New World Bank framework could help governments implement Sustainable Development Goals
Governments around the world are being encouraged to use a new World Bank framework to help them implement the UN Sustainable Development Goals (SDG).
World leaders last September adopted the SDG agenda, which contains 17 goals and 169 targets cover economic, social, and environmental dimensions of development.
Hans Lofgren, senior economist at the World Bank, described the agenda as “very ambitious” and said that individual countries now face the tough challenge of translating it into feasible development plans and identifying policies that reflect their initial conditions and priorities.
Writing yesterday in a World Bank blog From global SDGs to country policymaking, which was co-authored by World Bank consultants Susanna Gable and Israel Osorio Rodarte, he said that the World Banks’ recently issued publication Trajectories for Sustainable Development Goals: Framework and Country Applications could “kickstart needed country-level analysis.”
The document presents the Country Development Diagnostics Post-2015 framework, developed by the World Bank Group, to assess the country-level implications of the post-2015 global agenda, as well as brief, ‘at-a-glance’ applications of the framework to ten countries: Ethiopia, Jamaica, the Kyrgyz Republic, Liberia, Nigeria, Pakistan, Peru, the Philippines, Senegal, and Uganda.

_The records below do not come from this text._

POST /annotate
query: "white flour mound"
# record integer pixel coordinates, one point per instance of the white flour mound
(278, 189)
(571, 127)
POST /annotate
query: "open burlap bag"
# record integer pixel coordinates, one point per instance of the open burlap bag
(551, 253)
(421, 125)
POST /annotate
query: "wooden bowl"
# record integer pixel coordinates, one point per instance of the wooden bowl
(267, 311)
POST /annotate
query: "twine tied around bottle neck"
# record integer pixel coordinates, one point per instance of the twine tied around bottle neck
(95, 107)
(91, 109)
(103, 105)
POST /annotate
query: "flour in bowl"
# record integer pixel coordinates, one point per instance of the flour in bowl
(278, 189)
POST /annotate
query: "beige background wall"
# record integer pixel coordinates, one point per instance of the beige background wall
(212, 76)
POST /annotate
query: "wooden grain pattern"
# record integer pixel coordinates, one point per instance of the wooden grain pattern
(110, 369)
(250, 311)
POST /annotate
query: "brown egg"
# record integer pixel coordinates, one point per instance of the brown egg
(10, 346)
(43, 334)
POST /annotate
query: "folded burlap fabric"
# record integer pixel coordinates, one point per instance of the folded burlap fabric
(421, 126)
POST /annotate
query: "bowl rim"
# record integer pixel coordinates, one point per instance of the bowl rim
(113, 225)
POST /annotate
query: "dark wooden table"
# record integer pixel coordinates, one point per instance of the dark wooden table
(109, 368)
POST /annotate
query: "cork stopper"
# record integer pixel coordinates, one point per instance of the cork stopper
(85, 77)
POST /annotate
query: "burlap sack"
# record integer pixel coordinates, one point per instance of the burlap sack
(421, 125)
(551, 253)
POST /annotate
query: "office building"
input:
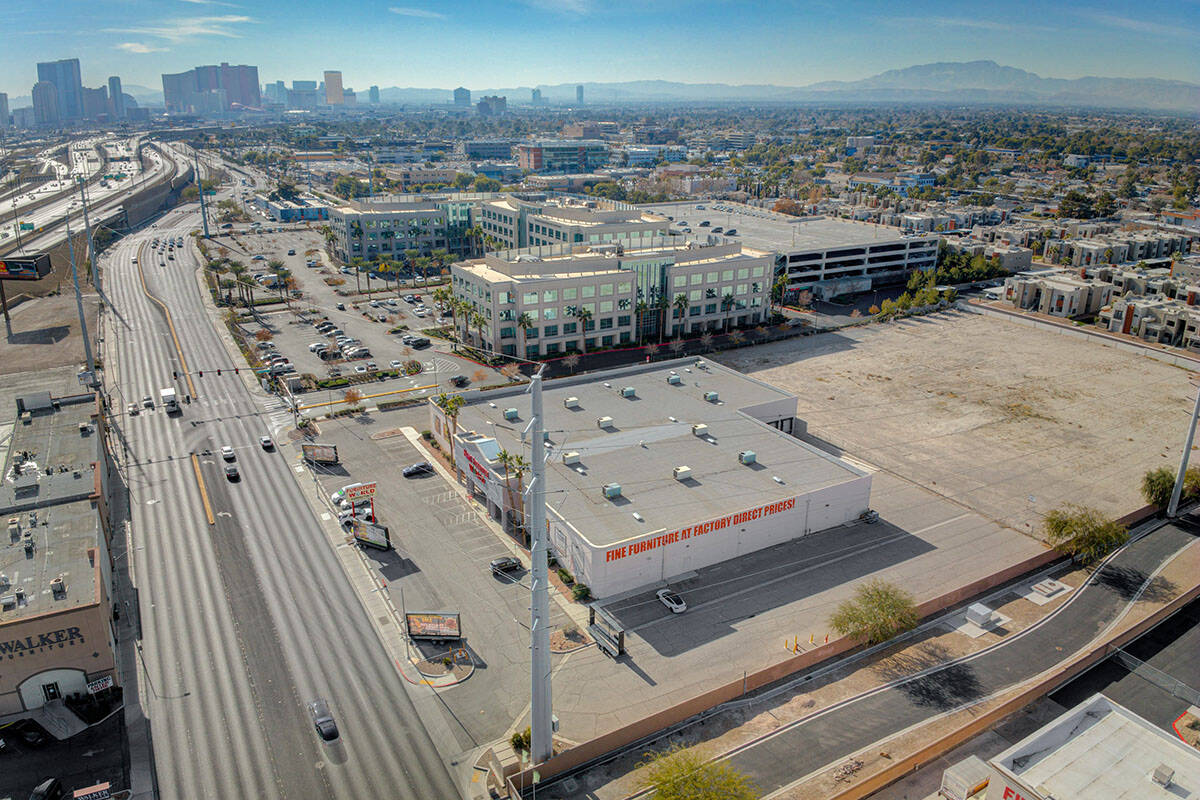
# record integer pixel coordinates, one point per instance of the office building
(634, 457)
(619, 284)
(492, 106)
(57, 635)
(528, 220)
(46, 103)
(95, 103)
(65, 77)
(334, 91)
(115, 98)
(561, 156)
(825, 256)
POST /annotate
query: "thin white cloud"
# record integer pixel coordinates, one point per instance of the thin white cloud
(408, 11)
(186, 28)
(138, 47)
(1131, 23)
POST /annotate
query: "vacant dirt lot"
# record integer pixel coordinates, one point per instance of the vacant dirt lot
(1005, 419)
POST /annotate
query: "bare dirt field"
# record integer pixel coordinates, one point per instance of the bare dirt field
(1005, 419)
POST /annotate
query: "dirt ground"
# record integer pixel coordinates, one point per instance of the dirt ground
(1006, 419)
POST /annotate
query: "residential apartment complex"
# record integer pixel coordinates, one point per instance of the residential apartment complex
(533, 218)
(552, 300)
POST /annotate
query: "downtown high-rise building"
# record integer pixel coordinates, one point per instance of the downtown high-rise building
(115, 98)
(64, 76)
(335, 95)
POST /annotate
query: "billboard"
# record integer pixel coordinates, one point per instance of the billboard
(319, 453)
(360, 491)
(366, 533)
(432, 625)
(25, 268)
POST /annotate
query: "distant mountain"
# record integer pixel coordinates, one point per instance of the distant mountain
(948, 82)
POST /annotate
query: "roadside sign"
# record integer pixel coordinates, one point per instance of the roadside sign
(360, 491)
(100, 684)
(433, 625)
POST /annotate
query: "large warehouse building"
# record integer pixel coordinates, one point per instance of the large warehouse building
(657, 470)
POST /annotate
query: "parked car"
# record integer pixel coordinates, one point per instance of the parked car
(671, 600)
(323, 720)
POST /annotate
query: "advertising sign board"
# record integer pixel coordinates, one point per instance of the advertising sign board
(433, 625)
(25, 268)
(319, 453)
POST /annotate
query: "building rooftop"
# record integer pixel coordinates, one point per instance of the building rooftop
(652, 434)
(780, 233)
(1102, 750)
(48, 481)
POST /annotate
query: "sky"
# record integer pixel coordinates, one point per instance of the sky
(503, 43)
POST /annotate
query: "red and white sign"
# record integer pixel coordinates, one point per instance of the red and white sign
(360, 491)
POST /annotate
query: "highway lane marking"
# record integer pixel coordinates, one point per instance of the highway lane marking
(183, 359)
(204, 492)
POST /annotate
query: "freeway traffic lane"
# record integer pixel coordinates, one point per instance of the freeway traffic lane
(821, 740)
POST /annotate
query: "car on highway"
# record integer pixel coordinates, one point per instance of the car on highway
(507, 564)
(323, 720)
(671, 600)
(419, 468)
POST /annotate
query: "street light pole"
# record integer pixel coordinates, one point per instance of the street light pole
(1174, 505)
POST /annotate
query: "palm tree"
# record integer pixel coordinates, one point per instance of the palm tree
(682, 306)
(727, 304)
(583, 316)
(525, 322)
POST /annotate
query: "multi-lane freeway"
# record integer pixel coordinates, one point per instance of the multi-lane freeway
(247, 618)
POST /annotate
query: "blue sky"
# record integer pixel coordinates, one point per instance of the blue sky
(480, 43)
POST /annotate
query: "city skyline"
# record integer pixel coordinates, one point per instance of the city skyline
(139, 41)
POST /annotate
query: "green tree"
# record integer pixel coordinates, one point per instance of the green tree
(682, 774)
(1083, 533)
(876, 612)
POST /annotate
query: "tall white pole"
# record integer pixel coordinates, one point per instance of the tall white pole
(1174, 505)
(541, 743)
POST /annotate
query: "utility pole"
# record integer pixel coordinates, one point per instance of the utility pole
(83, 320)
(1174, 505)
(543, 734)
(87, 228)
(204, 214)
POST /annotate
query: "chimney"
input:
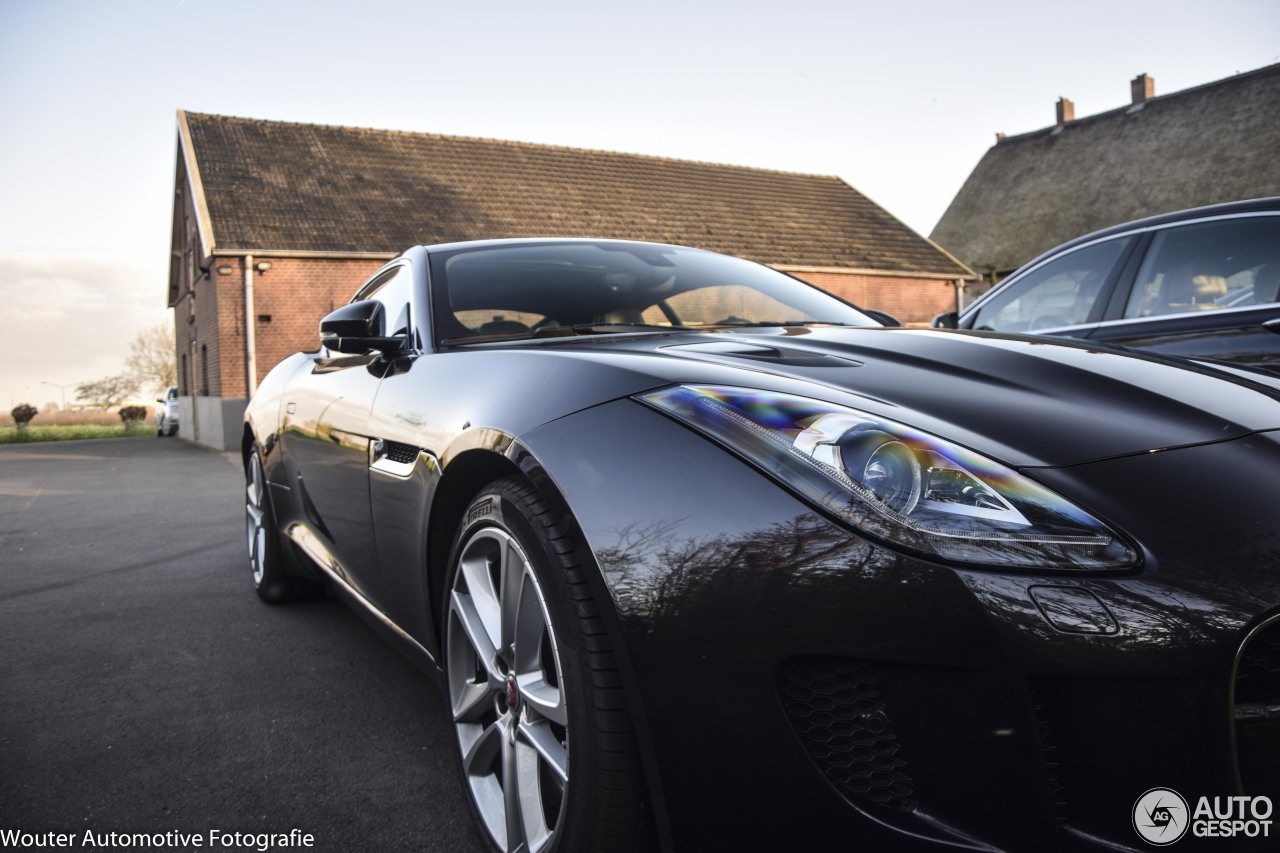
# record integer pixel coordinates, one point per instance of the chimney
(1065, 112)
(1142, 87)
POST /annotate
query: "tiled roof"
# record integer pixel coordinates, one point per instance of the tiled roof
(318, 188)
(1200, 146)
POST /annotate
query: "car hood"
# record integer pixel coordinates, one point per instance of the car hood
(1024, 400)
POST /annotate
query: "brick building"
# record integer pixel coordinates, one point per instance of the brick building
(275, 224)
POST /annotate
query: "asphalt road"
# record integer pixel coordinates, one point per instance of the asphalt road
(144, 687)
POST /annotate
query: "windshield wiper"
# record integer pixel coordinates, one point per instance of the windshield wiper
(766, 324)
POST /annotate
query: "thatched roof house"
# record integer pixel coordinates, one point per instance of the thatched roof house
(1203, 145)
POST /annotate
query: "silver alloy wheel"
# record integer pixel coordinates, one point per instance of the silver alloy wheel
(506, 689)
(255, 527)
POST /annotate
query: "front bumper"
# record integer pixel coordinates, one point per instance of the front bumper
(796, 685)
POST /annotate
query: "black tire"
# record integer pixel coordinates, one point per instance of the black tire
(538, 706)
(272, 580)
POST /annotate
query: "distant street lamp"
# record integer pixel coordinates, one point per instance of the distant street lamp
(63, 388)
(12, 391)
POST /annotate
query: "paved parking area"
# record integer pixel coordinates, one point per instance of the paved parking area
(144, 687)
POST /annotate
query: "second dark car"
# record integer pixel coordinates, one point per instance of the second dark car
(1202, 283)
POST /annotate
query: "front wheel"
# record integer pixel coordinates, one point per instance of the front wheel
(265, 559)
(547, 747)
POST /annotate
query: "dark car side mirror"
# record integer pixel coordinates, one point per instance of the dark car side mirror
(883, 318)
(357, 328)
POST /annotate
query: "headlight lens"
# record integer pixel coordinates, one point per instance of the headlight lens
(899, 484)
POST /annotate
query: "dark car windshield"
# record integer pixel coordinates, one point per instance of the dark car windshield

This set of countries is highly diverse in terms of growth prospects, per capita incomes, outcomes for SDG target indicators, natural resource endowments, and physical access to international trade (landlocked or not).
For each country, the analysis benchmarks recent outcomes for SDG target indicators and the factors (including policies) that influence them; projects 2030 outcomes for those indicators; and assesses options to increase financial resources for spending in support of the SDG agenda.
The country briefs also illustrate differences in SDG progress via provision of more and higher-quality public services.
For example, “given current levels of taxes and other revenue sources, some countries may find it difficult to raise resources for SDG-targeted policies without the additional government resources that a growth acceleration would make available,” the publication states.